DigitalOcean amsterdam data center

Perhaps as important as all that headroom is that the new data center brings shared private networking to all DigitalOcean instances, a.k.a. “Droplets.” That means customers can create virtual servers that mix a public and private address. All communications using the private address are conducted via a private network, which means security-conscious customers can use public infrastructure for web-facing applications but a private network for sensitive data. Data sent over the private network is not subject to data transfer costs.

“The European market is very important to us,” Uretsky said. About 20 percent of DigitalOcean’s overall footprint is outside the U.S. and the company is looking to set up a European subsidiary.

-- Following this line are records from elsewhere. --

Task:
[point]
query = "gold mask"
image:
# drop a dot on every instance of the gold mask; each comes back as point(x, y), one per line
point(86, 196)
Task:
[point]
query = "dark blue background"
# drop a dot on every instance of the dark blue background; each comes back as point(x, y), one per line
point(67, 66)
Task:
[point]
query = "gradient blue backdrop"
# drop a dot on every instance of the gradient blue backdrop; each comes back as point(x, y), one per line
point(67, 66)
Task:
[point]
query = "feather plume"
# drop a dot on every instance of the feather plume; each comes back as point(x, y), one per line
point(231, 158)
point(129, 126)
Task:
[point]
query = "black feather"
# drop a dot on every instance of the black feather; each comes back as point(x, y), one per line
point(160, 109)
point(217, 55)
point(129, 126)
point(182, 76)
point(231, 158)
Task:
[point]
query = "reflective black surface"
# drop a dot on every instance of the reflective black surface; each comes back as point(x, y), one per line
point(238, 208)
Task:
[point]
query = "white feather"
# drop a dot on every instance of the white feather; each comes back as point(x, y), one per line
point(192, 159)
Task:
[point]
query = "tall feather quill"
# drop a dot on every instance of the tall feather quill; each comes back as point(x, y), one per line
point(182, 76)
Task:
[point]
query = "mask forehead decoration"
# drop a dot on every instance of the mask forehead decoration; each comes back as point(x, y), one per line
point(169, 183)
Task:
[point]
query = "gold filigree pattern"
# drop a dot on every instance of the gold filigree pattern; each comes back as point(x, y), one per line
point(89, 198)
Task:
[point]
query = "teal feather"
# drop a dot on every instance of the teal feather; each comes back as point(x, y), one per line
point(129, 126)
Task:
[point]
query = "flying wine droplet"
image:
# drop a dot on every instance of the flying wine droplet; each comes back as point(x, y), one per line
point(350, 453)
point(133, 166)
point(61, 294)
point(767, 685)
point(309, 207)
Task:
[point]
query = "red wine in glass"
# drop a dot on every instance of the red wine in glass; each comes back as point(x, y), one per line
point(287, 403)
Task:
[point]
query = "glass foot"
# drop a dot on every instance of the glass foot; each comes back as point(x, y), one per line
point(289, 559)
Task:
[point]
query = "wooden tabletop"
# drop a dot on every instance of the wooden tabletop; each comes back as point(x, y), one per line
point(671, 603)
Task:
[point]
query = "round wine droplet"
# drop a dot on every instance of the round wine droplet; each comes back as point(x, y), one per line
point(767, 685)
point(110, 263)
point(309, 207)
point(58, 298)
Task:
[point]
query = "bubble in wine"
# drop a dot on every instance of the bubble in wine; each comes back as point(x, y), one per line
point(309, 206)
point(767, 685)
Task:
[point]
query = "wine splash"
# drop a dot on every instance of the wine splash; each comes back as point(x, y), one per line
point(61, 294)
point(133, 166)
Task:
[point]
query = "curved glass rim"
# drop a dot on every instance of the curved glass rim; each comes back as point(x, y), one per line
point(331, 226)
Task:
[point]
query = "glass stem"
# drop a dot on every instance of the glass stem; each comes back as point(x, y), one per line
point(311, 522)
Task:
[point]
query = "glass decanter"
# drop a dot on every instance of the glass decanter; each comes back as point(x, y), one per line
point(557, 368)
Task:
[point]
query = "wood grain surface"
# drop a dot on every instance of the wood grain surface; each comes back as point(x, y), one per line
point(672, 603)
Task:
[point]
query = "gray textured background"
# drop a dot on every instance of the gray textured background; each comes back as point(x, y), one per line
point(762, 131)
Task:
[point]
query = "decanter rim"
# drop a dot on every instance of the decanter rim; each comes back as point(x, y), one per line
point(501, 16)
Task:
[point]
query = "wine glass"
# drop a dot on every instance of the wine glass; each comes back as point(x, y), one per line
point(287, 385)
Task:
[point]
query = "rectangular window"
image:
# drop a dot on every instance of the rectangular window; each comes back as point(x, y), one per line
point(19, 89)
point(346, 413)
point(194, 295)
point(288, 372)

He acknowledged that some European consumers are wary of dealing with an American company in the wake of the Patriot Act and all the Edward Snowden revelations about NSA data scooping, but at the very least, hosting a physical network outside the U.S. makes snooping harder for U.S. authorities, he said.

Another advantage of setting up a European presence is it will be easier for DigitalOcean to use European lenders and financing.

With AMS5 online, DigitalOcean has five data centers, two in New York, one in San Francisco and now two in Amsterdam — which was chosen because it’s a cross roads of carriers. “Amsterdam hosts the largest internet exchanges in Europe; all the telcos and providers are there and that network offers free traffic exchange,” Uretsky said.

DigitalOcean is also rolling out IPv6-ready hardware so customers will be able to take advantage of all  IP addressing capabilities and routing benefits and all the addressing and routing advantages it can enable.